The Court of Justice of the European Union ruled last week that public access to registries showing personal details about companies’ beneficial owners infringes fundamental individual rights otherwise protected by the EU.
The Court of Justice said the EU’s 2018 requirement for Member States to grant public access to information on beneficial ownership caused “serious interference with the fundamental rights to respect for private life and to the protection of personal data.”
Those rights and their protections are set out in the EU’s Charter of Fundamental Rights.
The case involved a law Luxembourg enacted in 2019 to meet the EU’s requirement to create public registries of beneficial ownership. The Luxembourg law gave the public online access to its registry.
Under the law, a beneficial owner could request the registry’s administrator to restrict access to personal information in certain cases. The owner of 35 companies and an investment firm requested anonymity. He argued that public disclosure of his identity would expose him to risks of fraud, kidnapping, or death.
The Luxembourg registry administrator denied the owner’s request. After a local court upheld the administrator’s denial, the beneficial owner appealed to the EU Court of Justice.
In its November 22 decision, the Court of Justice acknowledged that requiring public access to beneficial ownership registries increased transparency and could help prevent money laundering and terrorist financing.
But the court said the EU parliament’s objective in adopting the so-called 5th anti-money-laundering directive didn’t justify the “serious interferences with the fundamental rights enshrined” in the EU Charter.
The “interference entailed by that measure is neither limited to what is strictly necessary nor proportionate to the objective pursued,” the court said.
Transparency International said the ruling shielding anonymous companies from public scrutiny was a “disappointing twist . . . effectively reversing progress of recent years.”
The London-based advocacy group, Tax Justice Network, said the EU court’s decision “will again conceal swathes of transparency data only recently made available to the public following years of campaigning and policy negotiations.”
The group expects “beneficial ownership blackouts” immediately across the EU.
A partner from the Luxembourg law firm that led the appeal to the Court of Justice called the ruling a “victory for data protection and the rule of law in an extremely politicized context.”

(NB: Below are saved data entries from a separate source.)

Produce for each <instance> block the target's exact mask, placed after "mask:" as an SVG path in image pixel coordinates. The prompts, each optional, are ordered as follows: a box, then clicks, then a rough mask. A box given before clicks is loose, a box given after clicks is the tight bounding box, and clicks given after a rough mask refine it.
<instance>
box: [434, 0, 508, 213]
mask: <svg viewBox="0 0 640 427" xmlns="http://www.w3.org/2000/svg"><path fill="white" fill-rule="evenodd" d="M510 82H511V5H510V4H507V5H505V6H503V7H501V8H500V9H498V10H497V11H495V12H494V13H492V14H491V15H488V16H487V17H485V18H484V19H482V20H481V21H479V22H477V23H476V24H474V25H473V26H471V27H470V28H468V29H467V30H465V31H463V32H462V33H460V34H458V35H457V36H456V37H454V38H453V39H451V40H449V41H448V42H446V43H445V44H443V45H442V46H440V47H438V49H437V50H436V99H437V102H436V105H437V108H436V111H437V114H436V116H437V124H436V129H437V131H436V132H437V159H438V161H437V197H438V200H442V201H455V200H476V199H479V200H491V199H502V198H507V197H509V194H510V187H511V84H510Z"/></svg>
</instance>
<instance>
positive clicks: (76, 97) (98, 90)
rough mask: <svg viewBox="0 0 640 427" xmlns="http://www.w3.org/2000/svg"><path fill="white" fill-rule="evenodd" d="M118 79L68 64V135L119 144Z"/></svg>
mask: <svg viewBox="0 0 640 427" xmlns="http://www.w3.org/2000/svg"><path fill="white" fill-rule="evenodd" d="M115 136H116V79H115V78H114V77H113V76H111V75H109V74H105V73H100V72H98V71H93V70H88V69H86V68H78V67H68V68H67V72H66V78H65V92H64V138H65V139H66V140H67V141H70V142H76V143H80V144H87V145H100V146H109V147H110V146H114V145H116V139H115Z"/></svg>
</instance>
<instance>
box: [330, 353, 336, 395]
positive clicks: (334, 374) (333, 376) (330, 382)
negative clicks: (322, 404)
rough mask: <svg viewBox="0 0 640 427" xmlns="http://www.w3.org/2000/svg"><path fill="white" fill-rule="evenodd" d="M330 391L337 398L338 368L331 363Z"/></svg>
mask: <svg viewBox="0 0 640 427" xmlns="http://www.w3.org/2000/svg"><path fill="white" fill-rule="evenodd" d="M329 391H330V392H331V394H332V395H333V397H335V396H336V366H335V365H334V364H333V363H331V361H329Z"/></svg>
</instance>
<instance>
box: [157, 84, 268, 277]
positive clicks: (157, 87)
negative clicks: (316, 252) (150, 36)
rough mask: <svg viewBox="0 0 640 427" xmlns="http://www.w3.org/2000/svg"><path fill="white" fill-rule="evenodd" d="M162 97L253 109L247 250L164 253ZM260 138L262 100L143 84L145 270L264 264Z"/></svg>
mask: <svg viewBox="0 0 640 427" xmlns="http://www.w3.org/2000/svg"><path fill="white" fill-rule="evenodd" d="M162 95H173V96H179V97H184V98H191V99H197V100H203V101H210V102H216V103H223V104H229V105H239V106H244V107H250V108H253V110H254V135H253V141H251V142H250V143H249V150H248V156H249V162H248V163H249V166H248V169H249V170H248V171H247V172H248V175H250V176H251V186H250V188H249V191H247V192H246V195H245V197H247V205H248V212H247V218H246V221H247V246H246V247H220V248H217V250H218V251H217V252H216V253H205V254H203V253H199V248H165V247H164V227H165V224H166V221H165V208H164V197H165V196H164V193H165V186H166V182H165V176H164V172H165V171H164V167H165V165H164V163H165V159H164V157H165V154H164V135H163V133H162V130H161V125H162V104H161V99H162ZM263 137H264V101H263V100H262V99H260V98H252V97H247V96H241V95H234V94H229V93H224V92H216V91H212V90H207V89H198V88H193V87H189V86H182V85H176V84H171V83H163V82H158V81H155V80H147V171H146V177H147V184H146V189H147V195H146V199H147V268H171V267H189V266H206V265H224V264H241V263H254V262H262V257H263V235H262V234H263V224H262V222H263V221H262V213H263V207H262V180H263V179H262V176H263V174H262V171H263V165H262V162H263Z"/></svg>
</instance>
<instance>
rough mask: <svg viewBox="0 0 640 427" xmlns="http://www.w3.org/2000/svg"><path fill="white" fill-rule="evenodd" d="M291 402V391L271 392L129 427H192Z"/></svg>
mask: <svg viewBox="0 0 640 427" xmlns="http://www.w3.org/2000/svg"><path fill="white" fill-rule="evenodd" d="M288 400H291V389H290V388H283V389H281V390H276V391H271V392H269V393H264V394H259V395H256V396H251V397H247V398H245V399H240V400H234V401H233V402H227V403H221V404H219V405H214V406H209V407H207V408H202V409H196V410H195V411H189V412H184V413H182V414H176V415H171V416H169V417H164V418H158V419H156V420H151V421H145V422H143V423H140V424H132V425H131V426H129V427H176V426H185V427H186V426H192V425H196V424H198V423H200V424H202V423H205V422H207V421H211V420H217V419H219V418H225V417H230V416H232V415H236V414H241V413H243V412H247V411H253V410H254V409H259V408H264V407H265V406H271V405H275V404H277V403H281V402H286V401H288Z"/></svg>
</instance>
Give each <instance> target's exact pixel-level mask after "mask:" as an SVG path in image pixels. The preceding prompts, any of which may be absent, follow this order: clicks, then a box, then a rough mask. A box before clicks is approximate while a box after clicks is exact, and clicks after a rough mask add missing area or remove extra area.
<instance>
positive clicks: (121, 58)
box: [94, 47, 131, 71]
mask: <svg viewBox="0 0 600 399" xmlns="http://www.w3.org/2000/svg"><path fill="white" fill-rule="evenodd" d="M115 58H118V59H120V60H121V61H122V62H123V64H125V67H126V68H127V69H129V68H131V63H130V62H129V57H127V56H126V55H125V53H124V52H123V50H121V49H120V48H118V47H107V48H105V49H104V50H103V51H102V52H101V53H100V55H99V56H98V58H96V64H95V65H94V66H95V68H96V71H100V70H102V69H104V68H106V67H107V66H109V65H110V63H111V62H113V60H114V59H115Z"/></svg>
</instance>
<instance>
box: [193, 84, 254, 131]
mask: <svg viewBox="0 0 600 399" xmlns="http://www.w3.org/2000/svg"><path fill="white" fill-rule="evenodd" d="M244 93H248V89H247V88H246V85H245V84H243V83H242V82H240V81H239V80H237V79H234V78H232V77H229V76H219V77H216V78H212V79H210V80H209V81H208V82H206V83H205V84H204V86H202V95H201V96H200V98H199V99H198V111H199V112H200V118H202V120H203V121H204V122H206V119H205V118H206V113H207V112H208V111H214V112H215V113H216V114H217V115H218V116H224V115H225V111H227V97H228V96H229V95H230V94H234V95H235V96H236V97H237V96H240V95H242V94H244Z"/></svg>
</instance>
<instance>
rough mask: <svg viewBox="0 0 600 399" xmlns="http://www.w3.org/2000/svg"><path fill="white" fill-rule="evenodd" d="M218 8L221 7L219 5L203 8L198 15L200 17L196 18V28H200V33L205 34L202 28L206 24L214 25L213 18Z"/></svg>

The firm said the decision could also have “practical implications” in the UK, where existing public registries of beneficial owners may conflict with GDPR protections.
In its ruling Tuesday, the EU Court of Justice said even when Member States allow exemptions from public access to personal information about beneficial owners, there aren’t “sufficient safeguards enabling data subjects to protect their personal data effectively against the risks of abuse.”